Epidemiological transition is a process whereby the predominant causes of death shift from communicable/parasitic diseases to non-communicable diseases. A study of the Medical Certification of Cause of Death in Maharashtra shows that the share of communicable diseases has gone down only slightly while diseases of the circulatory system, neoplasm and injuries have increased significantly. This increase is a reflection of development and changing lifestyles.

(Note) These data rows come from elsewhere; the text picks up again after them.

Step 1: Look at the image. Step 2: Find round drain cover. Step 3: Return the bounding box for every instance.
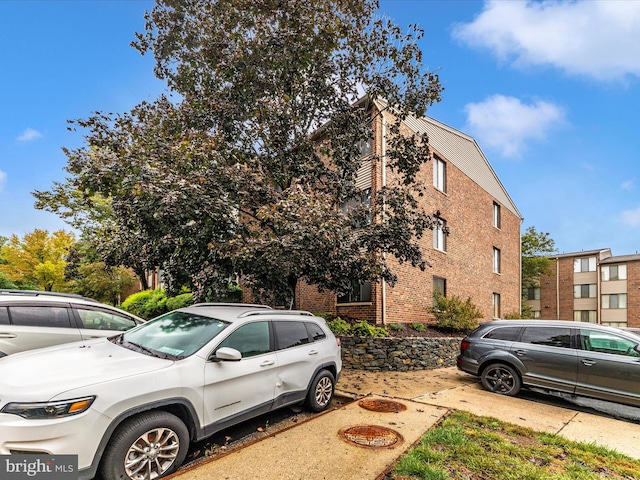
[340,425,403,448]
[358,399,407,413]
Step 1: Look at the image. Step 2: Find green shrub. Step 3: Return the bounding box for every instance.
[429,295,482,332]
[166,293,193,312]
[120,288,167,320]
[351,320,389,337]
[120,288,193,320]
[327,317,351,335]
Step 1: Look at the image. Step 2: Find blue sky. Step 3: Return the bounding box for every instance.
[0,0,640,255]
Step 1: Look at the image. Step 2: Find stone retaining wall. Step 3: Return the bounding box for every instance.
[340,336,461,372]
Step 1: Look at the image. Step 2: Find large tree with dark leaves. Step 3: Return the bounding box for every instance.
[36,0,441,303]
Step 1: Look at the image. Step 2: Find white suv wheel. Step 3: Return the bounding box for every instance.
[101,412,189,480]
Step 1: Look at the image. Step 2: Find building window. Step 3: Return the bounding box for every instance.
[602,293,627,308]
[527,287,540,300]
[358,137,373,158]
[338,280,371,303]
[341,188,371,227]
[493,247,500,273]
[492,293,500,318]
[573,310,598,323]
[493,202,500,228]
[573,283,597,298]
[433,277,447,297]
[433,157,447,192]
[573,257,596,273]
[600,265,627,282]
[433,218,447,252]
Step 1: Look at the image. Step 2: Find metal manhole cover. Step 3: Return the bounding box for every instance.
[340,425,404,448]
[358,399,407,413]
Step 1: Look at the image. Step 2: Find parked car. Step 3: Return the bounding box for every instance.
[0,290,144,357]
[457,320,640,406]
[0,304,342,480]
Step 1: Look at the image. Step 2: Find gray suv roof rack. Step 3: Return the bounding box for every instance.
[238,310,314,318]
[0,288,100,303]
[188,302,271,310]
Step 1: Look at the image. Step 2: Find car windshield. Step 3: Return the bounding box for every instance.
[112,311,229,359]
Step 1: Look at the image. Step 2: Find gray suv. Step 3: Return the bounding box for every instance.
[0,289,144,357]
[457,320,640,406]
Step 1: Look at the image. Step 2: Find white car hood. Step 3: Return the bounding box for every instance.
[0,338,174,403]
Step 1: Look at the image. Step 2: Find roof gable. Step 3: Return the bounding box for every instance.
[404,112,523,219]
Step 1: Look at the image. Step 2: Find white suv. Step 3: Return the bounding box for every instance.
[0,289,144,357]
[0,304,342,480]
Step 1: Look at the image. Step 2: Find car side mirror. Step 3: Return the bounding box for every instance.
[210,347,242,362]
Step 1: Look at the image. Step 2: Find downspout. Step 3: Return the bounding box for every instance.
[380,112,387,325]
[518,230,524,318]
[555,258,560,320]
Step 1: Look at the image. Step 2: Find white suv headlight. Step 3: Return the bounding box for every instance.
[0,396,96,420]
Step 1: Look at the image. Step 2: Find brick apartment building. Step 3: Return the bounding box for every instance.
[296,103,522,324]
[526,248,640,328]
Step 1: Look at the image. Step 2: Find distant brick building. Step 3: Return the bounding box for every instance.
[296,104,522,324]
[526,248,640,328]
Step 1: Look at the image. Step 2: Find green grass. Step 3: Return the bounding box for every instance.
[392,412,640,480]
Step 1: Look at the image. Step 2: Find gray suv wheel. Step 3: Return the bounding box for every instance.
[480,363,521,396]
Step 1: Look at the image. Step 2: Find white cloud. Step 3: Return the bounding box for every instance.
[18,128,42,142]
[465,95,565,158]
[621,180,634,192]
[453,0,640,80]
[621,207,640,227]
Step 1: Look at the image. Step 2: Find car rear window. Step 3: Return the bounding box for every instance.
[273,322,309,350]
[484,327,522,341]
[520,327,571,348]
[305,322,327,342]
[9,306,71,328]
[0,307,9,325]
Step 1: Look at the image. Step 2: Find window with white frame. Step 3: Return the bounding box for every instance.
[527,287,540,300]
[338,280,371,303]
[492,293,500,318]
[433,276,447,297]
[573,310,598,323]
[601,293,627,309]
[433,156,447,192]
[493,202,500,228]
[600,265,627,282]
[573,283,598,298]
[433,218,447,252]
[573,257,596,273]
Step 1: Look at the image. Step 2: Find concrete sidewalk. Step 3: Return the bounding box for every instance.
[169,367,640,480]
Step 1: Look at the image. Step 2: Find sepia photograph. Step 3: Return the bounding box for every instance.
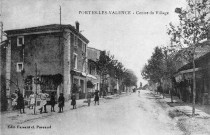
[0,0,210,135]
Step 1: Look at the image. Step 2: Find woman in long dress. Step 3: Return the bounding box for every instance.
[29,92,35,109]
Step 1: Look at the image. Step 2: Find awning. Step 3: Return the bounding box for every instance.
[87,74,97,80]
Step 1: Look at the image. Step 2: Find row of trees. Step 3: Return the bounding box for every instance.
[142,0,210,116]
[96,51,137,91]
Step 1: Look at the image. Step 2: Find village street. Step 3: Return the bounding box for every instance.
[2,91,183,135]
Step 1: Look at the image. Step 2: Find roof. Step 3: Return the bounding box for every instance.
[87,47,101,61]
[178,51,210,71]
[4,24,89,43]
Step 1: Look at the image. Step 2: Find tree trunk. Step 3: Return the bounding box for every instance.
[192,54,196,117]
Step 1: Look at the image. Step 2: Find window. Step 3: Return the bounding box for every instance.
[17,62,23,72]
[74,53,77,69]
[17,36,24,46]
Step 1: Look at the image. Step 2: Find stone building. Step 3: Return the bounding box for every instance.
[176,51,210,104]
[2,22,89,106]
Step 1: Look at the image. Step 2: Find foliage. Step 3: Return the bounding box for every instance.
[123,70,138,87]
[168,0,210,116]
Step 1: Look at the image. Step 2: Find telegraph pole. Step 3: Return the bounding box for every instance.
[60,6,61,25]
[34,63,38,114]
[0,22,3,42]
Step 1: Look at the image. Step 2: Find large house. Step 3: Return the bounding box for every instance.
[1,22,89,107]
[87,47,101,92]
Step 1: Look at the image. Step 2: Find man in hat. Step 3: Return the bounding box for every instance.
[38,90,49,114]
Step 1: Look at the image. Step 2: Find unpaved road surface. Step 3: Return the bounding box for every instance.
[1,91,183,135]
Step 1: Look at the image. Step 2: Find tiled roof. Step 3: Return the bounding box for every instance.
[5,24,89,43]
[178,44,210,71]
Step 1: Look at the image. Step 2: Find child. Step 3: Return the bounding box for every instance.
[58,93,65,113]
[71,94,76,109]
[50,92,55,112]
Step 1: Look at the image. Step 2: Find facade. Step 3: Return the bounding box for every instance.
[87,47,101,92]
[4,22,89,107]
[175,45,210,104]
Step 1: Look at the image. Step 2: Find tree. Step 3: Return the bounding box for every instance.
[168,0,209,116]
[162,47,176,102]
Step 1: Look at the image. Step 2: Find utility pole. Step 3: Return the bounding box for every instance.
[0,22,3,42]
[34,63,37,114]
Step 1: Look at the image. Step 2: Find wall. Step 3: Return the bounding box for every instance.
[9,33,63,93]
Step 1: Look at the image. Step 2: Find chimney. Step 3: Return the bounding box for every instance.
[75,21,79,32]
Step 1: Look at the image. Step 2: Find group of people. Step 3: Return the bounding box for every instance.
[12,90,99,114]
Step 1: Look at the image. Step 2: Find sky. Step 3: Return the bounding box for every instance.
[0,0,186,84]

Epidemiological transition is the shift from the predominance of infectious and parasitic diseases to that of chronic and degenerative diseases of adulthood as the main cause of death (United Nations 1998). Demographic transition, health transition, nutritional transition and epidemiological transition overlap and it is difficult to affirm which one precedes the others. All these transitions are the product of socio-economic development and modernisation.

According to Omran (1998), the theory of epidemiological transition is based on the systematic application of epidemiologic inference on changing health, mortality, survival and fertility over time and place, linked to their socio-economic, environmental, lifestyle, demographic, healthcare and technological determinants/correlates in different societal settings. Epidemiological transition focuses on changes over time in the causes of mortality affecting certain populations, changes in health conditions and disease patterns. It results in a decline in death rates and an increase in life expectancy. Society goes through a transition from communicable diseases to degenerative diseases. For epidemiological transition to happen there is no unique path that leads to low mortality, a lower incidence of communicable diseases and increase in non- communicable or chronic diseases. There may be many paths, multiplicity of stages and different societies would have different experiences (Wahdan 1996).